Yoshimitsu Banno was so pleased with Godzilla vs. Hedorah that he started writing another Godzilla film. Banno began preparing a script for Godzilla vs. Hedorah 2. However, Tomoyuki Tanaka, who was hospitalized during the production of Godzilla vs. Hedorah, was dissatisfied with the final product and was rumored to have went as far as to tell Banno that he had "ruined Godzilla," though Banno never confirmed that he did. Tanaka prevented Banno from directing another Toho film afterwards and demoted him from director to producer on several upcoming films.

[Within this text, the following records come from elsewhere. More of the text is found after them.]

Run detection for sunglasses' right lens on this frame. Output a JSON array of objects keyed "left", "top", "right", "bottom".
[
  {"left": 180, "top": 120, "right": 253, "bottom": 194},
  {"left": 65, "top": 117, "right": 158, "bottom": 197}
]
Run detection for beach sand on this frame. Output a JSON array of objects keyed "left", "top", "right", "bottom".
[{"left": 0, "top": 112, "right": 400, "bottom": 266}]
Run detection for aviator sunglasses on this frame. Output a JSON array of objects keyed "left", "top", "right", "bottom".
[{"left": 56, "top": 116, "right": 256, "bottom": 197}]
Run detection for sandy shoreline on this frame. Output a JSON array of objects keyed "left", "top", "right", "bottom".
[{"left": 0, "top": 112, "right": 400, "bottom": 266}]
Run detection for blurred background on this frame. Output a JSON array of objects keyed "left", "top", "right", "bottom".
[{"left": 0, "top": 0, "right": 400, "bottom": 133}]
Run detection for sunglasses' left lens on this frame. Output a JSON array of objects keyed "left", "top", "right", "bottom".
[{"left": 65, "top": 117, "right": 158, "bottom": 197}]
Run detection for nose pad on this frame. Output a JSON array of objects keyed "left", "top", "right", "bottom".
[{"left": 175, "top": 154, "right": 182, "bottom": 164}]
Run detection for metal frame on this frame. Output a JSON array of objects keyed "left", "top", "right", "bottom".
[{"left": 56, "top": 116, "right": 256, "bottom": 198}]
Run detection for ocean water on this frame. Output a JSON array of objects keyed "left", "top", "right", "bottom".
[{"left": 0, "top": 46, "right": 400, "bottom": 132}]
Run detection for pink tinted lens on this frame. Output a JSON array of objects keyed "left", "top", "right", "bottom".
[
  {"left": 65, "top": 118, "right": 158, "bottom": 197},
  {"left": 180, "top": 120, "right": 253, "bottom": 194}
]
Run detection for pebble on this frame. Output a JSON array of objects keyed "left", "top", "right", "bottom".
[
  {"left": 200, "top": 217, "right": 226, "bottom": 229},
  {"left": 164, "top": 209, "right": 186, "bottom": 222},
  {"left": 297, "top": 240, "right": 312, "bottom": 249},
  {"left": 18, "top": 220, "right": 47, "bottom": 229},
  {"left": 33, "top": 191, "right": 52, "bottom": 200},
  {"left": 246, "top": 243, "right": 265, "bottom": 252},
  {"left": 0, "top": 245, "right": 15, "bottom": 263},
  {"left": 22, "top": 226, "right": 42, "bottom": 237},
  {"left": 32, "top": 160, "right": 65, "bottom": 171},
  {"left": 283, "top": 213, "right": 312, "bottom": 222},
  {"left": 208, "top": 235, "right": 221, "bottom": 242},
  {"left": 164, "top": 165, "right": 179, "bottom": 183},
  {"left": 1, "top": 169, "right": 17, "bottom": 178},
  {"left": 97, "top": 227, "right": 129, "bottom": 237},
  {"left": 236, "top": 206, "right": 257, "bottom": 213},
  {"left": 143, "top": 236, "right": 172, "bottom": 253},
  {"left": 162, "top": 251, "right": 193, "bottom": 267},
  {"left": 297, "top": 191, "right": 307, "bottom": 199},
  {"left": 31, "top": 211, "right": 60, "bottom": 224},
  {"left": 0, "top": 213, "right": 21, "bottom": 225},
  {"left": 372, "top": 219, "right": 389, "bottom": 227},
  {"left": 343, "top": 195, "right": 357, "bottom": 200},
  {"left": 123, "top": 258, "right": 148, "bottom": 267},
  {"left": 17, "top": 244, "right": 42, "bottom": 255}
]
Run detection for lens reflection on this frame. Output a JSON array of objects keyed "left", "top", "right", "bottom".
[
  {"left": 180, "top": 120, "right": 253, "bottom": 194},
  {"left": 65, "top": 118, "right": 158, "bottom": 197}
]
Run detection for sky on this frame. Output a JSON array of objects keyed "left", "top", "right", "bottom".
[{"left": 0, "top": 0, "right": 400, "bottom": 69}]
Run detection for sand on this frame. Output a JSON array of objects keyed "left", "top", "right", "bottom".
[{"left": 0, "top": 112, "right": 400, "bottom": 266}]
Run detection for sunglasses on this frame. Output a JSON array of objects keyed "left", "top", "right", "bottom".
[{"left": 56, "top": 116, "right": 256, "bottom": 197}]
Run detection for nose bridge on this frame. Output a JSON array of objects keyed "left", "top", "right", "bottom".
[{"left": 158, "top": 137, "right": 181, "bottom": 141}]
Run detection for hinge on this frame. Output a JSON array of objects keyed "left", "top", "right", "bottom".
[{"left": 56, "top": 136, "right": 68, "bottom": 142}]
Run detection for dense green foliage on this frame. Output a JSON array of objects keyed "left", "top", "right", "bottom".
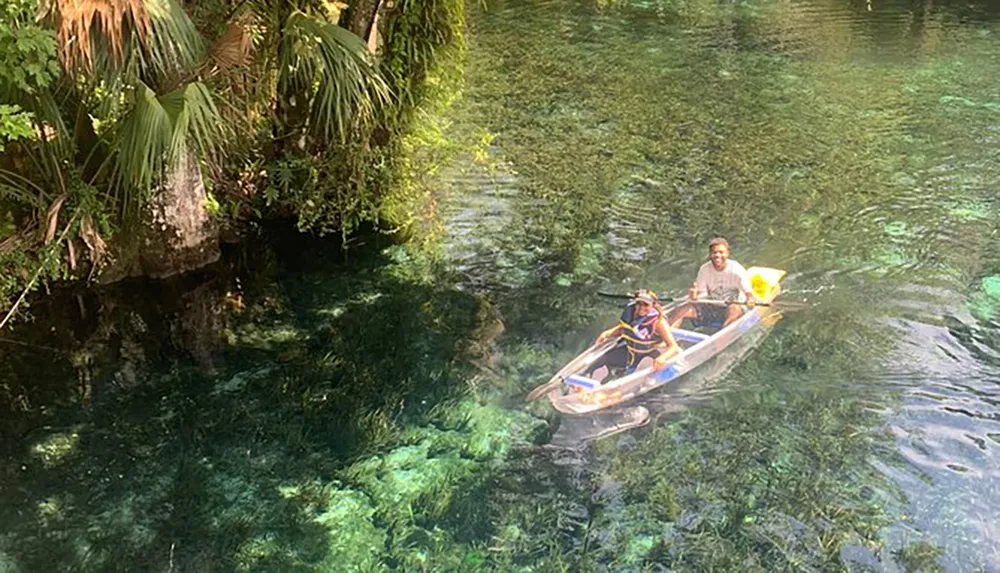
[{"left": 0, "top": 0, "right": 464, "bottom": 318}]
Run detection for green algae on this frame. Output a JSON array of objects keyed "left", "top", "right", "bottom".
[{"left": 31, "top": 430, "right": 80, "bottom": 467}]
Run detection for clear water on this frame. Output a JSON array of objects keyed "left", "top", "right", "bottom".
[{"left": 0, "top": 0, "right": 1000, "bottom": 571}]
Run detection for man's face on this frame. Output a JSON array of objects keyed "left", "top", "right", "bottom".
[{"left": 708, "top": 245, "right": 729, "bottom": 271}]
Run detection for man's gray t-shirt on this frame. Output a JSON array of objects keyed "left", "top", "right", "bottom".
[{"left": 694, "top": 259, "right": 751, "bottom": 302}]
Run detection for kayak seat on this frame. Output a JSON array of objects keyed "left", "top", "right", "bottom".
[
  {"left": 671, "top": 328, "right": 709, "bottom": 344},
  {"left": 566, "top": 374, "right": 601, "bottom": 390}
]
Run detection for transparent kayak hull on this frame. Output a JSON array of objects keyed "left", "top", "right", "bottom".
[{"left": 529, "top": 268, "right": 784, "bottom": 415}]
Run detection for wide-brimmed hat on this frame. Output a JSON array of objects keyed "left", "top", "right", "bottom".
[{"left": 632, "top": 289, "right": 656, "bottom": 304}]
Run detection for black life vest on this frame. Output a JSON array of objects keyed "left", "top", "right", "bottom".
[{"left": 621, "top": 303, "right": 667, "bottom": 355}]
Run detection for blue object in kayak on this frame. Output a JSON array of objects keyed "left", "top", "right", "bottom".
[{"left": 566, "top": 374, "right": 601, "bottom": 390}]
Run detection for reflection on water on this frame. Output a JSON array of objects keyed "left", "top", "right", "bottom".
[
  {"left": 442, "top": 0, "right": 1000, "bottom": 570},
  {"left": 0, "top": 0, "right": 1000, "bottom": 571}
]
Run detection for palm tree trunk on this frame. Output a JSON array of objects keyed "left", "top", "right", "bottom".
[
  {"left": 347, "top": 0, "right": 382, "bottom": 47},
  {"left": 139, "top": 152, "right": 220, "bottom": 278}
]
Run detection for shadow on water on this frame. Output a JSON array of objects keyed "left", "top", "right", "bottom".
[{"left": 0, "top": 230, "right": 496, "bottom": 571}]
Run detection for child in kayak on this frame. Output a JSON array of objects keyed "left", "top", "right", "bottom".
[{"left": 586, "top": 289, "right": 680, "bottom": 381}]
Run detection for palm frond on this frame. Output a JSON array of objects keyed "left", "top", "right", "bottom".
[
  {"left": 43, "top": 0, "right": 149, "bottom": 70},
  {"left": 208, "top": 14, "right": 253, "bottom": 76},
  {"left": 279, "top": 12, "right": 389, "bottom": 142},
  {"left": 43, "top": 0, "right": 204, "bottom": 80},
  {"left": 115, "top": 77, "right": 222, "bottom": 210},
  {"left": 145, "top": 0, "right": 205, "bottom": 77}
]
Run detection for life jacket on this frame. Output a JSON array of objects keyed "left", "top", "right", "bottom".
[{"left": 621, "top": 303, "right": 667, "bottom": 357}]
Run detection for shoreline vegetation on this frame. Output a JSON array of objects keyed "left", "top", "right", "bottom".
[{"left": 0, "top": 0, "right": 465, "bottom": 326}]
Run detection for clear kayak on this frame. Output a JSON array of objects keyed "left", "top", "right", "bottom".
[{"left": 528, "top": 267, "right": 785, "bottom": 414}]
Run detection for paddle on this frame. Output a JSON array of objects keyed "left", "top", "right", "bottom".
[
  {"left": 597, "top": 291, "right": 810, "bottom": 311},
  {"left": 597, "top": 291, "right": 677, "bottom": 302}
]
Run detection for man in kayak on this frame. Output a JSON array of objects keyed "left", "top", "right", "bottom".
[
  {"left": 670, "top": 238, "right": 756, "bottom": 328},
  {"left": 587, "top": 289, "right": 680, "bottom": 381}
]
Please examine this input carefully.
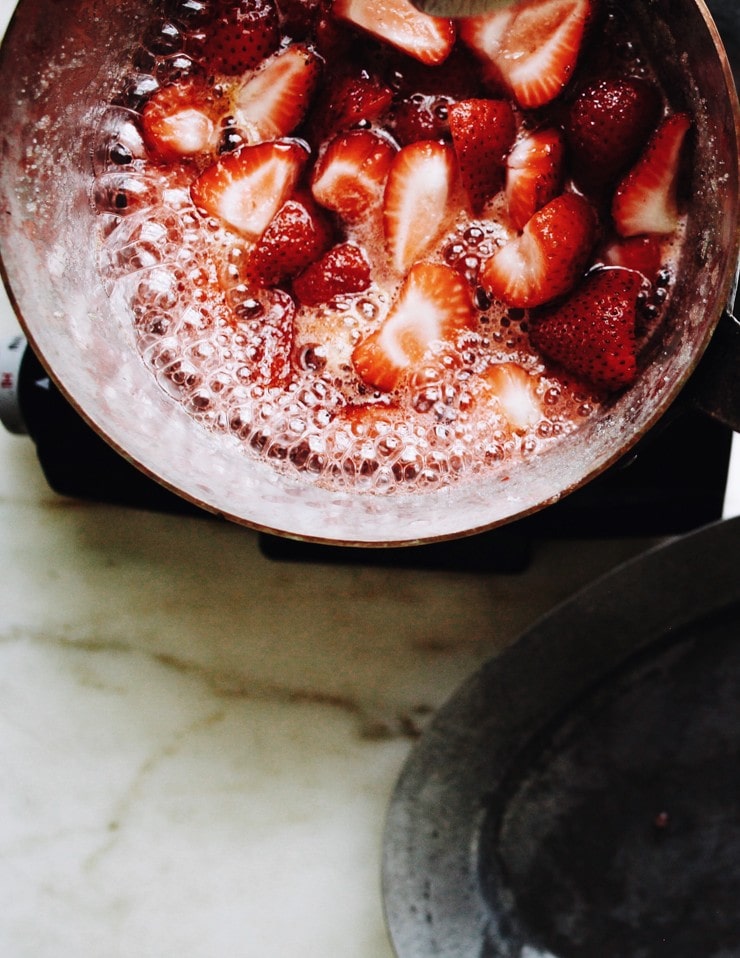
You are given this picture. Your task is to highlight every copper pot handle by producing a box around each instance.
[682,303,740,432]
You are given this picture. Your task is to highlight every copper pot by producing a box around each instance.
[0,0,740,545]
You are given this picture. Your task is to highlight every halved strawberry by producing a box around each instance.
[450,99,516,213]
[506,127,565,230]
[383,140,456,273]
[293,243,372,306]
[460,0,591,108]
[480,193,596,308]
[232,43,322,143]
[191,0,280,76]
[352,263,476,391]
[481,363,542,432]
[565,77,661,189]
[311,130,396,222]
[190,140,308,240]
[601,234,663,283]
[458,6,513,92]
[332,0,456,64]
[306,70,393,146]
[247,194,334,286]
[141,80,220,162]
[530,268,642,390]
[612,113,691,236]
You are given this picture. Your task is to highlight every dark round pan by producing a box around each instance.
[383,518,740,958]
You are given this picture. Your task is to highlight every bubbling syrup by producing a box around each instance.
[93,0,680,493]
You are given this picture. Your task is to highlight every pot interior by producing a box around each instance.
[0,0,739,545]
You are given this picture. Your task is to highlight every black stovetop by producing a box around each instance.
[2,0,740,572]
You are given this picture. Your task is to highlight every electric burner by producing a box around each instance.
[0,0,740,572]
[3,336,732,572]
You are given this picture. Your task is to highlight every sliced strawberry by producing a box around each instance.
[450,99,516,213]
[565,77,661,189]
[311,130,396,222]
[193,0,280,76]
[602,235,663,283]
[612,113,691,236]
[332,0,456,64]
[352,263,476,391]
[385,43,486,101]
[481,363,542,432]
[305,70,393,146]
[458,6,513,92]
[293,243,371,306]
[530,268,642,390]
[232,44,322,143]
[506,127,565,230]
[141,80,219,162]
[383,140,456,273]
[460,0,591,109]
[480,193,596,308]
[190,140,308,240]
[248,194,334,286]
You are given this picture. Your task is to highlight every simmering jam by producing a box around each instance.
[94,0,690,492]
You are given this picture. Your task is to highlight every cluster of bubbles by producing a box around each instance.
[93,0,590,492]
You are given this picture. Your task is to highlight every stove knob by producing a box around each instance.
[0,335,28,436]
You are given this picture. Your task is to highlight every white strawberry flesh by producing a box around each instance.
[190,141,307,240]
[332,0,456,65]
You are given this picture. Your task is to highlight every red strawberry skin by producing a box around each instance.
[332,0,456,65]
[449,98,516,213]
[293,243,371,306]
[480,193,596,309]
[193,0,280,76]
[529,268,642,392]
[247,194,334,286]
[305,70,393,146]
[612,113,691,236]
[565,77,662,190]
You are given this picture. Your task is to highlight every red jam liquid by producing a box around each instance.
[94,0,679,493]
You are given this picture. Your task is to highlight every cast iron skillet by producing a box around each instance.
[0,0,740,546]
[383,518,740,958]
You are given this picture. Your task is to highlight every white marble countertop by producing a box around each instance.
[0,0,740,958]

According to Banno though, from later interviews conducted with him, Godzilla vs. Hedorah 2 was actually still being worked on after he was removed from the project. Whether the film was going to keep its Africa setting at this stage is not known. The project was eventually scrapped and three more proposed projects would be introduced that following year before finally settling on Godzilla vs. Gigan (1972). In a 2014 interview, Banno stated that he read a Godzilla film history book from the US and that he was surprised to read that the next film would take place in Africa and that Tanaka had said that he had banned him from his director position.

A single remnant of Banno's intentions to produce a sequel exists in the finished film. At the end of the film, a cliffhanger sequence features an illustration of Hedorah's tadpole form, followed by a black screen with red text stating "And yet another one?", suggesting that Banno was in the process of preparing, or had already prepared a sequel premise for approval.